人間の王国とのギルド戦 ②
はっきり言っておくと、ものすごく弱かった。
竜になったニルにビビるわ、炎が怖くて突撃してこない。かといって迂回もしない。手ごたえがなくて逆に困っていた。
「お前ら……! 化け物かよ……!」
「化け物じゃないよ」
私らは恵まれただけ。
王という者をもらった。ただそれだけ。だけれど、この王は実力で上回ることも容易だったりもする。基本スペックが通常より高いだけで下手な人が使えば普通に負けるのだ。
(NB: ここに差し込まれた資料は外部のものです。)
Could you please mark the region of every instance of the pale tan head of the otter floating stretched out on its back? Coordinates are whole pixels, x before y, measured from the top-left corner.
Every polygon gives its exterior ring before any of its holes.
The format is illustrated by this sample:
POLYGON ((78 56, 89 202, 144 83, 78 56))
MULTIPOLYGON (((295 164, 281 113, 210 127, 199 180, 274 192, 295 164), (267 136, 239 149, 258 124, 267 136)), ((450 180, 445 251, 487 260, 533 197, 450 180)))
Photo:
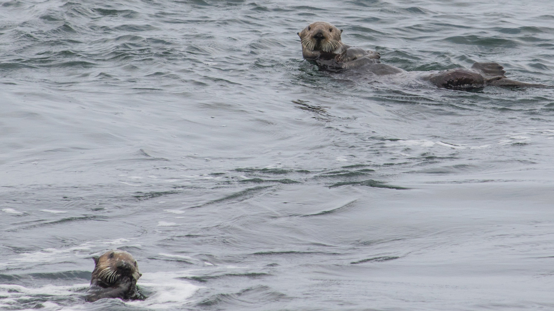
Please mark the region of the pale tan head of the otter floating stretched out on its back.
POLYGON ((297 33, 302 49, 332 53, 341 46, 342 30, 327 22, 315 22, 297 33))

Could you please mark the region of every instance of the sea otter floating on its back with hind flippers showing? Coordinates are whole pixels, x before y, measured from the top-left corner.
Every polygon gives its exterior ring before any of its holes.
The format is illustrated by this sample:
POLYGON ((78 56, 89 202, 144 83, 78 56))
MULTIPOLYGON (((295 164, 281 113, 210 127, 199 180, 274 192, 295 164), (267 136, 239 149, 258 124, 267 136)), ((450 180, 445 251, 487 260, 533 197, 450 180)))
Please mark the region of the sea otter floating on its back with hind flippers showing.
MULTIPOLYGON (((381 64, 377 52, 366 51, 346 45, 341 41, 342 30, 327 22, 315 22, 307 25, 298 33, 302 44, 304 59, 317 65, 321 70, 341 71, 361 68, 375 75, 392 75, 404 70, 381 64)), ((471 69, 456 68, 434 72, 422 76, 422 79, 439 87, 448 89, 473 89, 486 85, 502 87, 545 87, 542 84, 530 84, 506 79, 506 71, 496 63, 475 63, 471 69)))

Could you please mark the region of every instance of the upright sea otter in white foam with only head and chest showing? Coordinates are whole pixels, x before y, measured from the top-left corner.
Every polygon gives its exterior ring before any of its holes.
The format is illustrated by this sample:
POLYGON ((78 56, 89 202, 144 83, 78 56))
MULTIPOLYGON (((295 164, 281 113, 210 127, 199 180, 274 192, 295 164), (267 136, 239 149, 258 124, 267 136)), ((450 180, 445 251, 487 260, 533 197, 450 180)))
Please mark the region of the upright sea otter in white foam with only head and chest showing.
POLYGON ((102 298, 123 300, 144 300, 136 283, 142 274, 136 260, 130 253, 111 250, 100 257, 93 257, 94 271, 90 287, 86 291, 86 301, 94 302, 102 298))

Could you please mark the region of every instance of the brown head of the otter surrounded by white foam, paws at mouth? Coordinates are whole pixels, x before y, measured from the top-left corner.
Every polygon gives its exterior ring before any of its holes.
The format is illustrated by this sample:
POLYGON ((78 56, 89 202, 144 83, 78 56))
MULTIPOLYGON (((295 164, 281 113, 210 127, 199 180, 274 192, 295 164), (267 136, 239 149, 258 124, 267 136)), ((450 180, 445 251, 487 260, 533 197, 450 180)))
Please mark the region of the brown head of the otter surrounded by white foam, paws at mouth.
POLYGON ((90 284, 112 287, 119 282, 136 284, 142 274, 133 256, 126 251, 111 250, 94 257, 94 271, 90 284))

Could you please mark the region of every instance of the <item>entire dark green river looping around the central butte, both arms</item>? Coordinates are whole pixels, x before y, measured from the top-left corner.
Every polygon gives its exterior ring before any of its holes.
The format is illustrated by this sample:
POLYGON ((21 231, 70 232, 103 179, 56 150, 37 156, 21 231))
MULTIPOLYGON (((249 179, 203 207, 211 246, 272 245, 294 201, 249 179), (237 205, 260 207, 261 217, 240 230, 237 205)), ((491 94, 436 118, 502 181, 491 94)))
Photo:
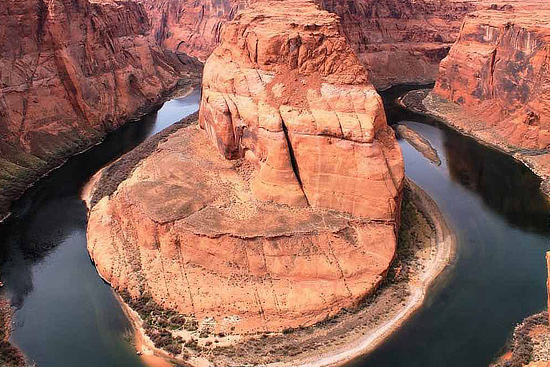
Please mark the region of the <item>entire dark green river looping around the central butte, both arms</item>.
MULTIPOLYGON (((426 303, 379 349, 350 366, 485 367, 513 326, 545 306, 548 202, 538 179, 510 157, 391 102, 388 120, 422 134, 435 166, 401 141, 406 173, 431 195, 457 232, 455 263, 426 303)), ((39 367, 142 366, 129 323, 86 251, 79 194, 102 166, 198 108, 199 92, 109 135, 71 158, 18 201, 0 226, 2 280, 17 307, 12 341, 39 367)))

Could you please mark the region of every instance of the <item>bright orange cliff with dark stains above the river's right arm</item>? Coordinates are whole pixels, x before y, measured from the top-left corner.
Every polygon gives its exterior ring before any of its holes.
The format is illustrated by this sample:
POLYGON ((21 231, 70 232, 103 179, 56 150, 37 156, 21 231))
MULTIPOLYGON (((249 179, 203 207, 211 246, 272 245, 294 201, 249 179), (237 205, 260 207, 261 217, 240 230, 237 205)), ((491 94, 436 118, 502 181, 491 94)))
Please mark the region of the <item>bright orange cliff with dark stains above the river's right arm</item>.
POLYGON ((469 14, 424 104, 548 178, 549 42, 548 2, 514 2, 469 14))

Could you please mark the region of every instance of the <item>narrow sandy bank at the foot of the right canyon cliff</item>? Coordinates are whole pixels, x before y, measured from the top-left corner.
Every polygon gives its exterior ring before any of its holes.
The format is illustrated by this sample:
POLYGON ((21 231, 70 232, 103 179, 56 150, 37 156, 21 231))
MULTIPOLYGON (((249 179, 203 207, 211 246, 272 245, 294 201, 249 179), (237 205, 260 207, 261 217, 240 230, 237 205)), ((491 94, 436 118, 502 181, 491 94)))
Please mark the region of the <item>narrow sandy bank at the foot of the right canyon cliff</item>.
POLYGON ((435 101, 434 95, 432 94, 432 89, 415 89, 411 90, 400 97, 396 99, 396 103, 411 112, 417 113, 419 115, 427 116, 430 118, 433 118, 437 120, 438 122, 442 123, 443 125, 455 130, 456 132, 460 133, 461 135, 467 136, 479 144, 486 146, 488 148, 494 149, 498 152, 501 152, 503 154, 506 154, 510 157, 512 157, 515 161, 518 163, 521 163, 525 167, 527 167, 533 174, 535 174, 538 178, 541 179, 540 183, 540 189, 545 194, 545 196, 550 200, 550 152, 547 153, 541 153, 537 154, 539 152, 532 152, 532 154, 527 154, 527 150, 523 150, 521 148, 515 148, 506 145, 505 143, 499 144, 498 142, 489 141, 488 139, 484 139, 479 133, 476 133, 475 131, 468 130, 465 127, 461 126, 459 123, 456 122, 456 120, 462 120, 467 121, 471 120, 474 117, 468 116, 467 111, 465 111, 464 108, 460 107, 459 105, 456 105, 453 102, 449 102, 446 100, 443 100, 442 98, 438 97, 438 99, 441 99, 441 101, 435 101), (422 96, 421 100, 415 99, 417 96, 422 96), (412 101, 407 101, 407 99, 413 99, 412 101), (420 106, 418 105, 420 103, 420 106), (454 108, 455 111, 453 111, 453 115, 459 115, 459 116, 450 116, 449 114, 445 114, 444 112, 441 112, 437 109, 437 107, 440 108, 454 108), (548 156, 548 164, 545 167, 544 163, 536 162, 536 157, 541 156, 548 156), (533 158, 535 157, 535 158, 533 158), (544 172, 546 171, 546 172, 544 172))

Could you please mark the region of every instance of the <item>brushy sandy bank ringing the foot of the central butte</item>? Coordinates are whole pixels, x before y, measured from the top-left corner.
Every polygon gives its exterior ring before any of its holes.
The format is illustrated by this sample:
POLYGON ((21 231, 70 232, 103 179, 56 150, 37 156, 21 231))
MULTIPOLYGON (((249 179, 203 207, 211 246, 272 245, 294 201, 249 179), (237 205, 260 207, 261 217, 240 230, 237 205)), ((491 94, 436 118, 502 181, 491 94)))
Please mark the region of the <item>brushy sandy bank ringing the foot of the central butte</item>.
MULTIPOLYGON (((168 128, 168 131, 159 133, 162 136, 160 140, 187 126, 193 117, 195 116, 190 116, 177 126, 168 128)), ((158 140, 157 136, 153 136, 149 143, 146 141, 143 145, 155 147, 156 144, 152 142, 158 143, 158 140)), ((145 149, 140 153, 138 147, 133 153, 136 156, 134 158, 143 159, 152 153, 152 150, 145 149)), ((121 166, 130 166, 131 171, 139 164, 139 159, 130 159, 131 165, 121 166)), ((124 163, 124 160, 118 162, 124 163)), ((109 166, 103 172, 113 173, 109 166)), ((129 172, 125 172, 123 176, 126 174, 129 172)), ((97 198, 98 191, 103 191, 101 182, 109 182, 108 179, 105 181, 105 178, 105 175, 98 173, 93 180, 100 186, 96 186, 95 190, 87 190, 86 195, 83 193, 83 200, 88 206, 90 202, 93 206, 92 197, 97 198)), ((114 187, 100 193, 99 196, 108 195, 113 188, 116 189, 117 181, 119 180, 114 179, 109 184, 114 187)), ((155 346, 147 335, 147 325, 143 319, 148 315, 140 315, 123 301, 123 297, 117 295, 117 298, 131 319, 138 353, 147 356, 146 362, 151 366, 163 365, 162 361, 155 360, 152 356, 170 360, 178 365, 192 366, 341 365, 372 351, 397 330, 422 305, 430 285, 453 259, 456 241, 452 230, 435 202, 410 180, 405 188, 400 238, 396 259, 384 284, 357 308, 344 310, 337 316, 311 327, 285 330, 278 334, 219 338, 209 335, 202 338, 200 335, 187 333, 191 339, 186 340, 184 345, 188 345, 189 341, 193 344, 191 349, 183 348, 185 359, 182 358, 182 354, 178 358, 155 346)))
頭の使い方次第で、勝敗は変わる。私は、そう思っている。
「少なくとも、喧嘩売る相手を間違えたよ」
「くそが……!」
「私たちはあなたたちには負けない。バカ真面目に突撃してくるようなあなたがたは私たちには勝てないと思ってね」
要するに頭をうまく使えっていうこと。
押し切るだけじゃダメ。頭を使い、戦術を立てることが必須。そして、何より大事なのは自分たちの力を過信しないこと、相手を見くびらないこと。
対戦相手を格上だと思い戦術を立てるべし。
……まあ、ちょっと舐めプしてるような私が言えたようなことじゃないけどね。
「人間の王国さん。貴方は他のギルドを下に見すぎる風潮があるから。気を付けてね」
私は、模倣太陽を放った。
《人間の王国の戦力がすべて喪失されたことを確認いたしました》
《これにてギルド戦を終了します》
人間の王国の噂はいいことであることがまずない。
他人の獲物を横取り、メンバーを選び人間以外の種族は落とす……。まあ、人間の王国って名前だから人間だけっていうのは何の不思議でもない。が、落とすときには丁寧な言葉ではなく、乱暴だそうだ。
「……くそが。あんた程度に負けるのかよ俺らは……」
すべて事実っぽいな。
目の前には負けた人間の王国のギルドマスター、グレンがいる。グレンは渋い顔をしていた。
「……心外ですね。あんた程度ってのは」
「くそが……!」
「その態度を改めてください。程度と見くびるから負けるんですよ」
「うるせえ!!」
キレられた。救いようもないなあ……。
「人間の王国を解散しろとは言いませんが、近いうちに瓦解するとは思います。その時になにがあってもうちには頼らない、うちに関わるギルドの人との接触を禁じます。これでいいですね?」
「……ちっ」
「ローイさんのところにはいかせませんし、あなたがたには武器も卸しませんから。そのおつもりで」
ローイさんは有数の生産職トッププレイヤーだっていう話を聞く。剣の注文や武器の注文が多いらしく、うちにもよく連絡がきたりもする。
信頼できそうなギルドにだけ卸していたりもする。だが、人間の王国は、蹴落としていた。
それで鬱憤が溜まったんだろうなあ……。
「では、私はこれでいきますね」
もう関わりたくはないので、その場を後にした。
自称トップを走るギルドだからと言って何をしても許されるというわけではない。
少なくとも、名を知らしめてからそう語ってほしいものだ。悪い方向で有名ならば、トップとは言えないだろう。
……もう関わりたくない。思い出したくもない。
今日はログアウトして修学旅行の準備でもしようか。